RSS

JSON/REST API – Handling Dates

10 Jun

In this post, I lay out the reason that you should always transfer dates in a JSON/REST API as an integer epoch value: the number of milliseconds since Jan 1, 1970. If you think it should be anything else, please read on….

Setting

You are designing a JSON/REST API because you are implementing a web user interface in JavaScript, and it is going to use HTTP requests to get the information to display on the page, and to update the information back to the server. WE assume the client side is JavaScript, and the server could be any language, however I will be considering the use of Java mainly.

In the JSON representation, you must convert whatever internal format you are using to a string, and it must be parsed on the other side.
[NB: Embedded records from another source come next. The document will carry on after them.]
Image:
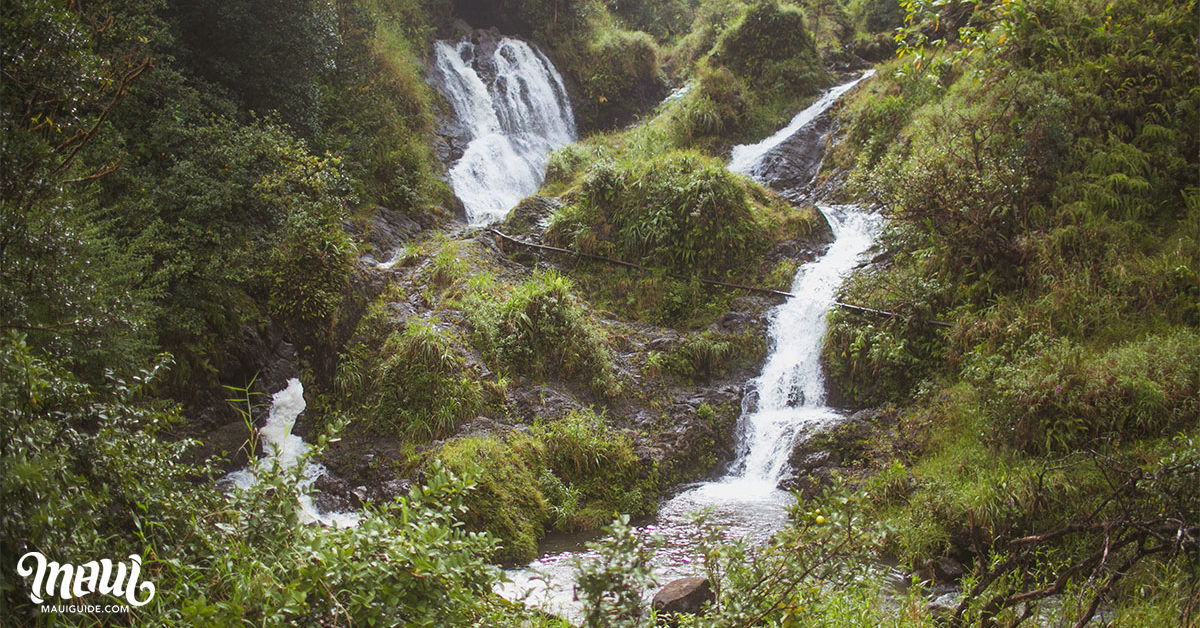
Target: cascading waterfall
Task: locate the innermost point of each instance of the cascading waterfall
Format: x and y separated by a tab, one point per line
789	398
286	448
513	121
748	159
So what is the best string representation for a date? See earlier post “Storing Date Values in Files” which is relevant to this discussion. There, I consider two potential formats:

  • A) An integer epoch value
  • B) An ISO-8601 standard date format

The internal format for a date/time value in JavaScript is the epoch value: milliseconds since Jan 1, 1970. For any kind of manipulation in JAvaScript you will need to convert to and from that. On the server you have a similar conversion. For a Java based server, the internal representation is epoch value, just like JavaScript. This is widely common across languages, but not universal. When your server is talking to the database, the database may have a different internal representation, and it may have a different transport representation to/from the DB.

Comparison of Approaches

Performance: ( A > B ) The performance of an API if critical. If you can 10 record in the time that the other format can read 5, it makes a difference to how you can scale the entire engine. Conversion in Java from the internal epoch value to a string representation of that integer is blindingly fast. No calendars are needed, you don’t have to figure out what day it represents, you don’t have to parse out all the different fields. The ISO format must take into consideration the time zone that you are in, and that you are reading. This means that to do the conversion, it must access time-zone maps, and those take up memory and time to access. On the JavaScript side again conversion from epoch value to a integer representation is very fast.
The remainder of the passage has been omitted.